Summation inductional proof: $\frac{1}{1^2}+\frac{1}{2^2}+\frac{1}{3^2}+\ldots+\frac{1}{n^2}<2$ [duplicate]
Here is one way...
$$\frac1{k^2} < \frac1{k(k-1)}= \frac1{k-1} - \frac1{k}$$
Now telescope to get $$1+\sum_{k=2}^n\frac1{k^2} < 1+1-\frac1{n}< 2$$
By using some telescopic sums, we can be even more accurate.
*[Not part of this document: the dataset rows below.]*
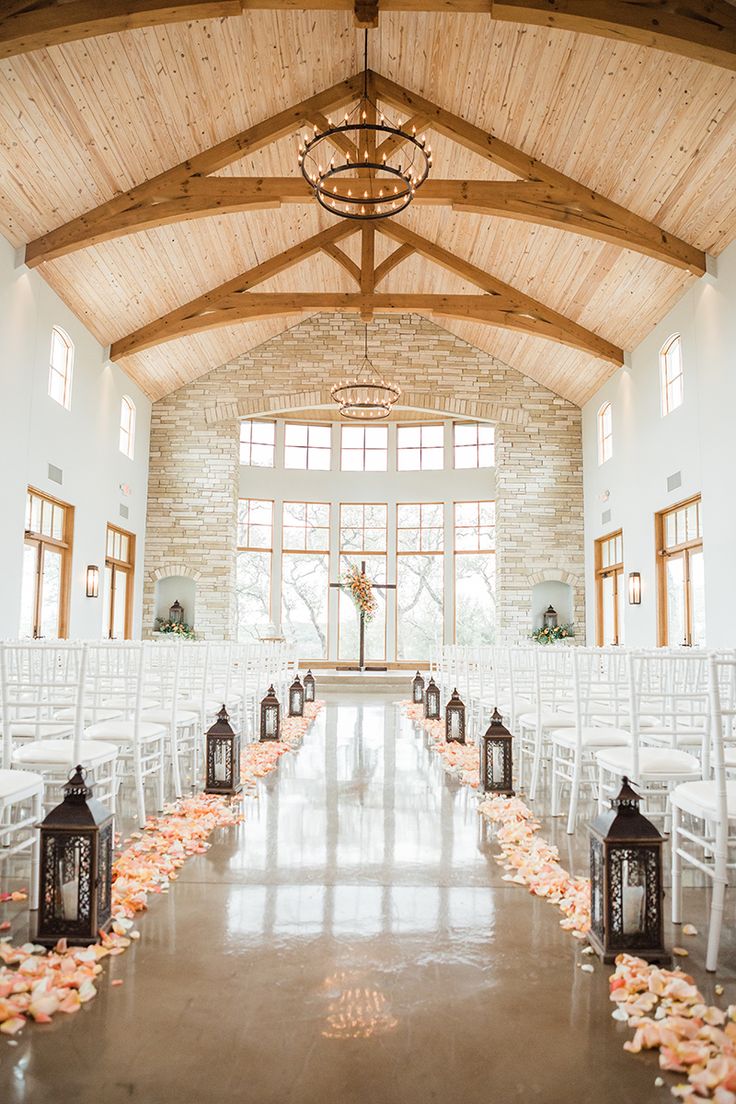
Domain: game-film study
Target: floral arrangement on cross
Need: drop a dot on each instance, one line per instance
(361, 591)
(176, 628)
(553, 633)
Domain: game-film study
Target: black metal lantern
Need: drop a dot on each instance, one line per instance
(550, 617)
(270, 717)
(76, 868)
(223, 757)
(497, 759)
(626, 881)
(309, 687)
(432, 701)
(296, 698)
(455, 720)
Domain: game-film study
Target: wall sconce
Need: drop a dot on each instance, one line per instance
(93, 581)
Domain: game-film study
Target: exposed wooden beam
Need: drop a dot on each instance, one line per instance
(629, 229)
(704, 30)
(214, 195)
(565, 329)
(492, 310)
(135, 209)
(392, 261)
(343, 259)
(169, 326)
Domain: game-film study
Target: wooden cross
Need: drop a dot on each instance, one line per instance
(377, 586)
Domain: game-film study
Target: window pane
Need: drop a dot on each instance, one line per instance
(305, 604)
(419, 587)
(253, 591)
(475, 598)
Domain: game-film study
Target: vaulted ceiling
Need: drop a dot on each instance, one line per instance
(611, 171)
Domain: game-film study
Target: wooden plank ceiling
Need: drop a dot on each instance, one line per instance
(83, 121)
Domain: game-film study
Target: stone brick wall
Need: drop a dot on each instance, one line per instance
(192, 501)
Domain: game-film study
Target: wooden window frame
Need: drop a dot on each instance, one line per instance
(68, 367)
(457, 552)
(663, 553)
(128, 568)
(40, 541)
(364, 448)
(307, 447)
(477, 466)
(422, 447)
(259, 421)
(617, 571)
(665, 382)
(605, 439)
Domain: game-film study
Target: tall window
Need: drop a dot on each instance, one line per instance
(253, 573)
(257, 444)
(306, 577)
(61, 363)
(419, 579)
(364, 448)
(46, 565)
(119, 565)
(363, 537)
(307, 446)
(127, 426)
(475, 572)
(681, 582)
(609, 590)
(671, 374)
(420, 447)
(473, 445)
(605, 433)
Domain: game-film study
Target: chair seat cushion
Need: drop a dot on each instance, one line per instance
(163, 717)
(700, 798)
(550, 720)
(124, 732)
(592, 736)
(52, 752)
(16, 785)
(661, 763)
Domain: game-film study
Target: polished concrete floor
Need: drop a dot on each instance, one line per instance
(352, 942)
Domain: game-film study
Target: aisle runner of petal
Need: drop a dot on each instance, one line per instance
(692, 1037)
(35, 984)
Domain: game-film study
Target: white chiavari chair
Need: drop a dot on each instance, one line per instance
(704, 811)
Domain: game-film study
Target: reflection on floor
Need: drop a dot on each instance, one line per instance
(353, 941)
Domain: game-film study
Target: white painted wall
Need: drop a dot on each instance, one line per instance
(83, 442)
(392, 487)
(697, 439)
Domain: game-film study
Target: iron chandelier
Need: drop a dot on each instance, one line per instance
(370, 184)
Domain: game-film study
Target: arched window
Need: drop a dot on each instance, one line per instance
(605, 434)
(127, 426)
(671, 373)
(60, 367)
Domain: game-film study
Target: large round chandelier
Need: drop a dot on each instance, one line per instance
(370, 184)
(365, 396)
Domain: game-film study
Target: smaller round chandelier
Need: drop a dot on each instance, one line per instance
(366, 396)
(371, 184)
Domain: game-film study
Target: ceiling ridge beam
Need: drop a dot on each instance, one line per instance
(106, 220)
(624, 225)
(703, 30)
(508, 297)
(493, 310)
(166, 327)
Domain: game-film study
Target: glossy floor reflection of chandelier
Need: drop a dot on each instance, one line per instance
(380, 177)
(366, 396)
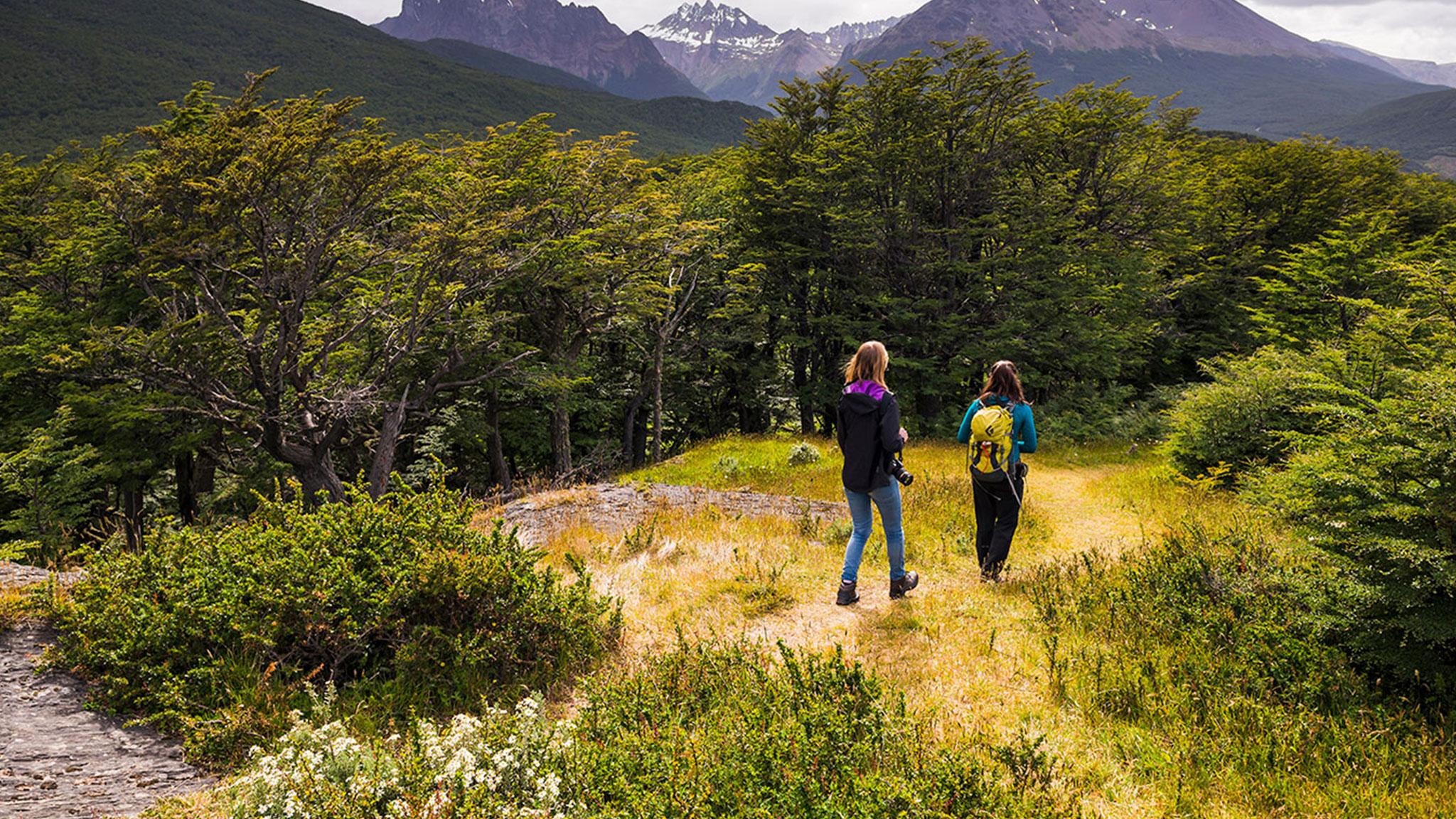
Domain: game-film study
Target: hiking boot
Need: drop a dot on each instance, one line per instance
(899, 588)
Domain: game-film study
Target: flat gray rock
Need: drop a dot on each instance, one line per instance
(58, 759)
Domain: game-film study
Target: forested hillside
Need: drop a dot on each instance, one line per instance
(514, 308)
(316, 410)
(77, 70)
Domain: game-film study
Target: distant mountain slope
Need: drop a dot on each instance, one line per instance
(579, 40)
(1423, 127)
(733, 55)
(1415, 70)
(843, 36)
(79, 69)
(1244, 72)
(501, 63)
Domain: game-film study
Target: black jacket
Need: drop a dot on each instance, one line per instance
(868, 436)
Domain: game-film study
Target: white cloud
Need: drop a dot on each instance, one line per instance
(1415, 30)
(1418, 30)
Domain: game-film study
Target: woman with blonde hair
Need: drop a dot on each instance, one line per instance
(869, 437)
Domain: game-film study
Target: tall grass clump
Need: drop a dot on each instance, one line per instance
(219, 633)
(712, 730)
(1206, 660)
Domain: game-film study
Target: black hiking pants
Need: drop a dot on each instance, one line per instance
(997, 510)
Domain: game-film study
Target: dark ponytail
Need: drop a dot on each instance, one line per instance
(1004, 381)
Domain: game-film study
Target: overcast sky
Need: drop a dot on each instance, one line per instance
(1417, 30)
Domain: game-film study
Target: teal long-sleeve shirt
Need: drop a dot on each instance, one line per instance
(1022, 427)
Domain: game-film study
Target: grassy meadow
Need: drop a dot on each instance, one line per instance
(1155, 652)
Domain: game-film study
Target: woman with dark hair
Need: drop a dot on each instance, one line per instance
(869, 436)
(999, 430)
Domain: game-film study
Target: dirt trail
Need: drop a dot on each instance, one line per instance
(60, 759)
(1081, 513)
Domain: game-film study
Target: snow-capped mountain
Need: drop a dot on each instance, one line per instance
(577, 40)
(733, 55)
(708, 28)
(1244, 72)
(843, 36)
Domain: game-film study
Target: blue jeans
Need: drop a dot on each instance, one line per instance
(889, 502)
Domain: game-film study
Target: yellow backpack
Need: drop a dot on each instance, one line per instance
(990, 441)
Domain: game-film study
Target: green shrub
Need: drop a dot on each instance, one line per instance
(215, 633)
(730, 469)
(1382, 493)
(729, 732)
(704, 730)
(804, 454)
(1256, 408)
(1206, 660)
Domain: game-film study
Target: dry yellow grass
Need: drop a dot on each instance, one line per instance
(961, 651)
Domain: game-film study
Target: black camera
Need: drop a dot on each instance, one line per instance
(899, 473)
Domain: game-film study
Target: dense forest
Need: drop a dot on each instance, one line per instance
(268, 368)
(284, 290)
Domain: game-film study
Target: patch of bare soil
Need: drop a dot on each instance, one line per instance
(618, 508)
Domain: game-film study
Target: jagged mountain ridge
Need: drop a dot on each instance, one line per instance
(1222, 26)
(82, 70)
(577, 40)
(733, 55)
(1242, 70)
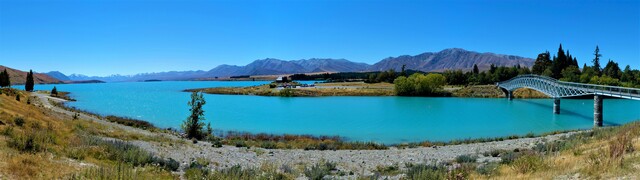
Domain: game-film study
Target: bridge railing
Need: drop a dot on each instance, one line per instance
(593, 88)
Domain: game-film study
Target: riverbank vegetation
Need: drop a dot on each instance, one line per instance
(562, 66)
(491, 91)
(420, 85)
(321, 89)
(40, 144)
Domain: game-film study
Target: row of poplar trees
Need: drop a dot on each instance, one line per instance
(5, 81)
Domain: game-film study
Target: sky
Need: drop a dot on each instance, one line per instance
(104, 37)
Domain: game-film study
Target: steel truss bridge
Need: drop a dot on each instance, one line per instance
(560, 89)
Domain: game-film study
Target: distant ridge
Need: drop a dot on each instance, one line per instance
(20, 77)
(447, 59)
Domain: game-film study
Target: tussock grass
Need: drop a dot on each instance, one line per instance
(36, 143)
(341, 90)
(287, 141)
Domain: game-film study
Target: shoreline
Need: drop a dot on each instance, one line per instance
(60, 102)
(349, 164)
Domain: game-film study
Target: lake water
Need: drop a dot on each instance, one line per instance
(381, 119)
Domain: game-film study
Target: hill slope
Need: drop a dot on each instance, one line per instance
(449, 59)
(454, 58)
(20, 77)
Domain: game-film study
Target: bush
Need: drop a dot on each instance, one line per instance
(423, 171)
(509, 157)
(286, 92)
(388, 170)
(487, 169)
(268, 145)
(32, 141)
(466, 158)
(319, 170)
(528, 163)
(419, 84)
(19, 121)
(130, 122)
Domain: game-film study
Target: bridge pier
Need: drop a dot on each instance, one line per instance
(556, 105)
(597, 111)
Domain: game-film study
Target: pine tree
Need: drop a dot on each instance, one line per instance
(403, 72)
(596, 61)
(5, 81)
(475, 69)
(28, 86)
(542, 63)
(193, 126)
(54, 91)
(2, 79)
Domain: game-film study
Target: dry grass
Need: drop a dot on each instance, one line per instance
(491, 91)
(604, 154)
(325, 89)
(47, 145)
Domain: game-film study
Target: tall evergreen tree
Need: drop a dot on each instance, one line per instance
(612, 70)
(403, 72)
(541, 63)
(193, 126)
(475, 69)
(5, 81)
(28, 86)
(596, 61)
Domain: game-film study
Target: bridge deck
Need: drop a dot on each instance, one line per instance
(560, 89)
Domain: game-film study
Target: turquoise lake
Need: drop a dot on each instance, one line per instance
(387, 120)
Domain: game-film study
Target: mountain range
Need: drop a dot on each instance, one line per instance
(20, 77)
(448, 59)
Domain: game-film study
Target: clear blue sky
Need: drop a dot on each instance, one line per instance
(127, 37)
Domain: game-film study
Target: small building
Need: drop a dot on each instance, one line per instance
(282, 79)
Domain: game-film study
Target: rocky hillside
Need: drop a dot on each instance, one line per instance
(20, 77)
(454, 58)
(447, 59)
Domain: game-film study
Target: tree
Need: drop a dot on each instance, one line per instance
(419, 84)
(54, 91)
(627, 75)
(612, 70)
(402, 71)
(28, 86)
(571, 74)
(194, 124)
(596, 61)
(4, 79)
(541, 63)
(475, 69)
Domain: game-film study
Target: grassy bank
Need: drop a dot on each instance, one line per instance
(491, 91)
(39, 144)
(322, 89)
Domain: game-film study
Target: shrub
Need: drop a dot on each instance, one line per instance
(19, 121)
(120, 171)
(494, 153)
(424, 171)
(319, 170)
(466, 158)
(487, 169)
(528, 163)
(54, 91)
(31, 141)
(286, 92)
(388, 170)
(193, 126)
(509, 157)
(268, 145)
(130, 122)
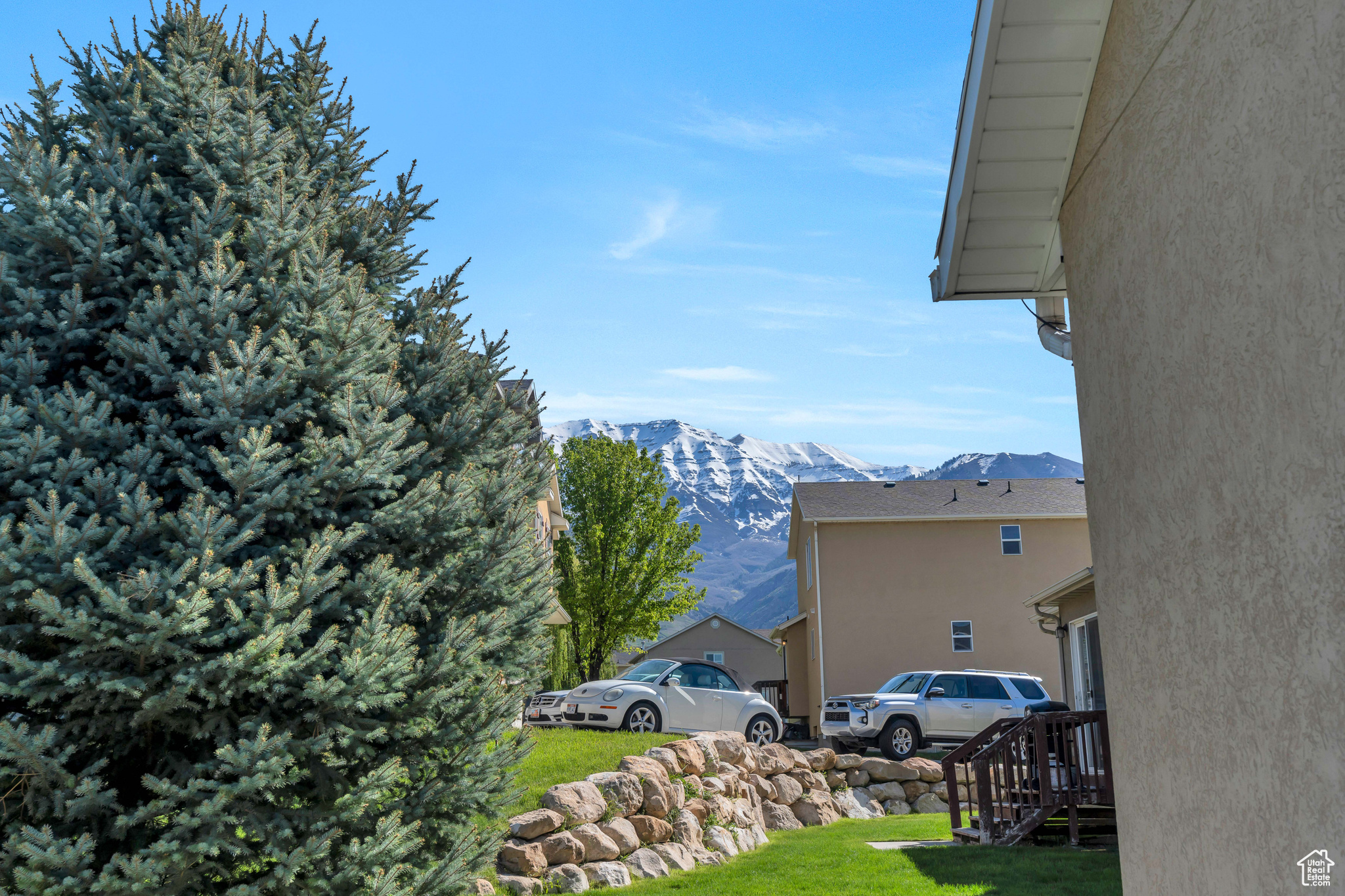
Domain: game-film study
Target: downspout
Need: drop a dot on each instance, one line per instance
(1052, 327)
(822, 651)
(1060, 631)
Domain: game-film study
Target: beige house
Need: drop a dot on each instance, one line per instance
(748, 652)
(1178, 169)
(899, 576)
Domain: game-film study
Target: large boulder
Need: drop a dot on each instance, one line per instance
(535, 824)
(567, 879)
(622, 833)
(563, 848)
(676, 855)
(857, 778)
(686, 829)
(708, 856)
(929, 803)
(821, 759)
(666, 758)
(888, 790)
(526, 859)
(689, 754)
(698, 807)
(914, 790)
(927, 769)
(580, 801)
(622, 790)
(808, 779)
(787, 790)
(521, 885)
(764, 788)
(779, 817)
(720, 840)
(816, 809)
(598, 847)
(883, 770)
(646, 863)
(650, 829)
(607, 874)
(775, 759)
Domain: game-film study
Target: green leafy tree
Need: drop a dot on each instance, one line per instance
(269, 591)
(623, 568)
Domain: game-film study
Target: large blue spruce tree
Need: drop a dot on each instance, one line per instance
(268, 575)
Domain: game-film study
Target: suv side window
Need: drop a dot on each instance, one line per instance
(953, 685)
(986, 688)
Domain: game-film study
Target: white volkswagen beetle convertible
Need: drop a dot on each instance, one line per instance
(674, 695)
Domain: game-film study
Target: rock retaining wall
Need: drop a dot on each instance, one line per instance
(698, 801)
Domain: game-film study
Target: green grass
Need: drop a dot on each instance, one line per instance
(825, 861)
(562, 756)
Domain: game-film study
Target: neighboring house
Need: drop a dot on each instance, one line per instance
(748, 652)
(1179, 169)
(898, 576)
(1069, 613)
(548, 517)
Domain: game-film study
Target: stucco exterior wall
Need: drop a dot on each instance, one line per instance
(1206, 250)
(752, 657)
(891, 591)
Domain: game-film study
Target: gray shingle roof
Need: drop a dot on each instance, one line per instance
(917, 499)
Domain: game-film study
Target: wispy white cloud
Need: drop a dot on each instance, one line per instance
(655, 227)
(751, 133)
(730, 373)
(898, 167)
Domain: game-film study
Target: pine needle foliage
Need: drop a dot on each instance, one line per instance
(269, 591)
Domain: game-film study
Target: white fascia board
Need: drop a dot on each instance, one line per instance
(947, 517)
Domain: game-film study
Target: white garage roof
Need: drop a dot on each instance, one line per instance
(1028, 81)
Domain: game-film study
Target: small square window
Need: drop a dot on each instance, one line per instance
(962, 636)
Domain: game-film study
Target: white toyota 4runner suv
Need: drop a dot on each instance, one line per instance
(920, 708)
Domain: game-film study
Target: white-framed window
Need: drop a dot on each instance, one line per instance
(962, 636)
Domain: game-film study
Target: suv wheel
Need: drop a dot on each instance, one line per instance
(900, 739)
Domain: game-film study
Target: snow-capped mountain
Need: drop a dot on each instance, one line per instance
(740, 492)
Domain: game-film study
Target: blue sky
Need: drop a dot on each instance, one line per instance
(721, 213)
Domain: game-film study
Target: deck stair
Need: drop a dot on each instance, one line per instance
(1044, 775)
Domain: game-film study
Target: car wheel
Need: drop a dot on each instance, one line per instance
(900, 739)
(762, 731)
(643, 717)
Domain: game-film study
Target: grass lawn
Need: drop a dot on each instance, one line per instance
(563, 754)
(835, 860)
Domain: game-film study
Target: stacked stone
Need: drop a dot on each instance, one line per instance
(699, 801)
(638, 821)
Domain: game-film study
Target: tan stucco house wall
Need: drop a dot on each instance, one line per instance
(891, 590)
(749, 653)
(1204, 237)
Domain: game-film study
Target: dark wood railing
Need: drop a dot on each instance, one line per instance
(1020, 773)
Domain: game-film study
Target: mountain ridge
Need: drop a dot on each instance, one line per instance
(740, 489)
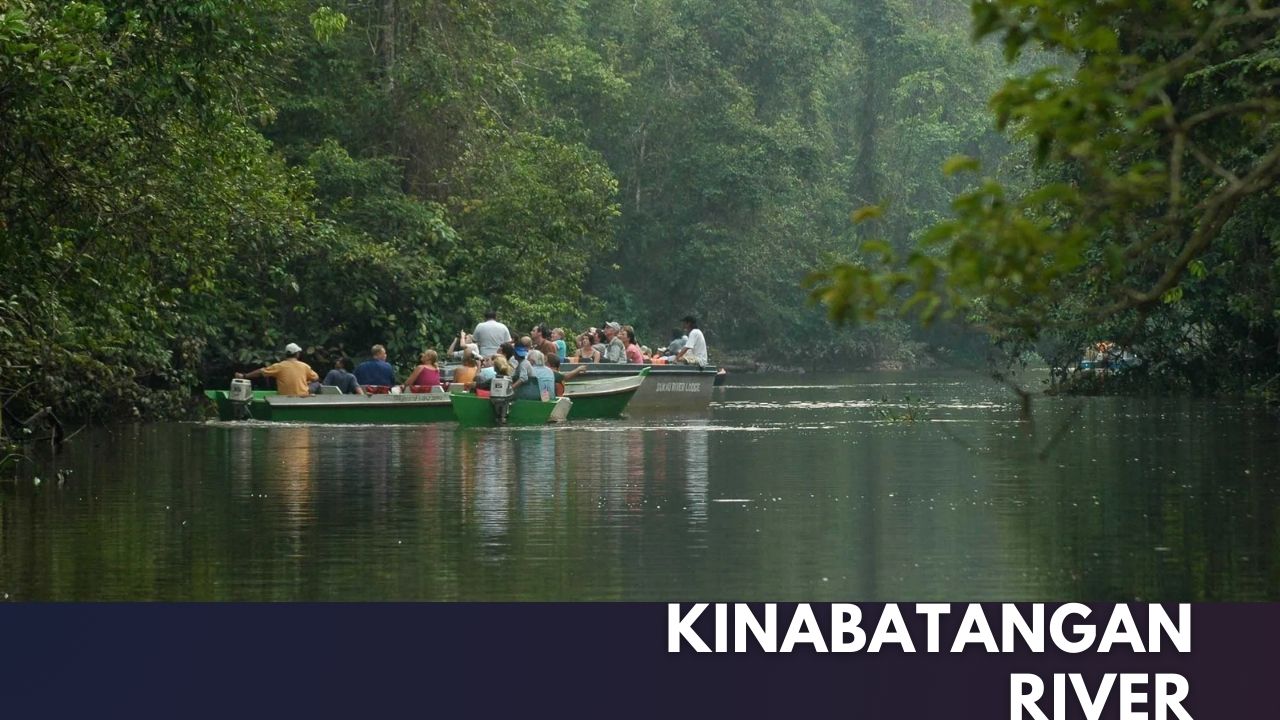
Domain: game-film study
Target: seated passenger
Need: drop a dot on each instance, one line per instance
(585, 352)
(342, 379)
(676, 345)
(524, 346)
(376, 372)
(460, 345)
(561, 378)
(426, 376)
(616, 350)
(291, 374)
(534, 381)
(634, 354)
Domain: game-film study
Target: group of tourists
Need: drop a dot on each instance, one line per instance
(489, 351)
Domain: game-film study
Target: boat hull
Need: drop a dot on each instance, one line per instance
(603, 399)
(475, 411)
(668, 387)
(357, 409)
(257, 408)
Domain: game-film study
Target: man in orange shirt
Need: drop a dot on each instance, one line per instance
(291, 374)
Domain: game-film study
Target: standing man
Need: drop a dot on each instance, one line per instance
(615, 351)
(291, 374)
(376, 372)
(490, 335)
(694, 352)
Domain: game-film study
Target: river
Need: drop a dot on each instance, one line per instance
(853, 487)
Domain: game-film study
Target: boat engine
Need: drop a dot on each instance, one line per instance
(241, 393)
(501, 396)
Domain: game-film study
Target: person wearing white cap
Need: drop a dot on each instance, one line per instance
(616, 351)
(291, 374)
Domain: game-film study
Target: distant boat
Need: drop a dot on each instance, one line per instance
(670, 387)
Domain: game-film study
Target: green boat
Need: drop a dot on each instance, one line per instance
(475, 411)
(603, 399)
(257, 409)
(362, 409)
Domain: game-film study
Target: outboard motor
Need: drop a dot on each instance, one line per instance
(501, 396)
(241, 395)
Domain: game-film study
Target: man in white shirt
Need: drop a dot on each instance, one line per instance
(490, 335)
(694, 352)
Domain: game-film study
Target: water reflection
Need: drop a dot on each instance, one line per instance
(807, 491)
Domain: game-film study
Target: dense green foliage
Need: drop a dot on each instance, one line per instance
(186, 186)
(1155, 220)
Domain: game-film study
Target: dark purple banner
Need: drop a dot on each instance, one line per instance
(608, 660)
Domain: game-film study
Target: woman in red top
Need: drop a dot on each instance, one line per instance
(426, 374)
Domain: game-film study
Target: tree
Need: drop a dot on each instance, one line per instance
(1156, 141)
We may notice that: $$ \frac{1}{n^2}-\frac{1}{n(n-1)} = -\frac{1}{n^2(n-1)} $$ and if $n>1$: $$ \frac{1}{n^2(n-1)}-\frac{1}{(n-1)n(n+1)}=\frac{1}{(n-1)n^2(n+1)} $$ so: $$ \sum_{n=1}^{N}\frac{1}{n^2} = 1+\sum_{n=2}^{N}\frac{1}{n(n-1)}-\sum_{n=2}^{N}\frac{1}{(n-1)n(n+1)}-\sum_{n=2}^{N}\frac{1}{(n-1)n^2(n+1)}$$ or: $$\begin{eqnarray*} \sum_{n=1}^{N}\frac{1}{n^2} &=& 2-\frac{1}{N}-\frac{N^2+N-2}{4N(N+1)}-\sum_{n=2}^{N}\frac{1}{(n-1)n^2(n+1)}\\&=&\frac{7}{4}-\frac{2N+1}{2N(1+N)}-\sum_{n=2}^{N}\frac{1}{(n-1)n^2(n+1)}\\&\leq&\color{red}{\frac{7}{4}}-\frac{1}{N+1}.\end{eqnarray*}$$
The telescopic approach (or the Euler's acceleration method) also leads to:
$$\forall N\geq 2,\qquad \sum_{n=1}^{N}\frac{3}{n^2\binom{2n}{n}}\leq \zeta(2) \leq \frac{1}{N^2\binom{2N}{N}}+\sum_{n=1}^{N}\frac{3}{n^2\binom{2n}{n}}$$
so, by just choosing $N=3$, $$ \zeta(2)\leq\color{red}{\frac{593}{360}} $$ and the approximation is accurate up to two figures.
As noted, induction is a more difficult way to prove this. Here it is.
Claim:
$$
\frac{1}{1^2}+\frac{1}{2^2}+\dots+\frac{1}{n^2} < 2-\frac{1}{n}
$$
for $n=2,3,4,\cdots$. First, when $n=2$ we have
$$
\frac{1}{1}+\frac{1}{4} = \frac{5}{4} < \frac{3}{2} = 2-\frac{1}{2}
$$
which is correct.
Now, suppose $n \ge 2$ and
$$
\frac{1}{1^2}+\frac{1}{2^2}+\dots+\frac{1}{n^2} < 2-\frac{1}{n}
$$
Then
$$
\frac{1}{1^2}+\frac{1}{2^2}+\dots+\frac{1}{n^2}+\frac{1}{(n+1)^2} < 2-\frac{1}{n}+\frac{1}{(n+1)^2}
$$
so it suffices to prove
$$
2-\frac{1}{n} + \frac{1}{(n+1)^2} < 2-\frac{1}{n+1}
$$
This is equivalent to
$$
\frac{1}{(n+1)^2} + \frac{1}{n+1} < \frac{1}{n}
$$
which holds iff
$$
n+n(n+1) < (n+1)^2
$$
or
$$
2n+n^2 < 1+2n+n^2
$$
which is true. This completes the induction.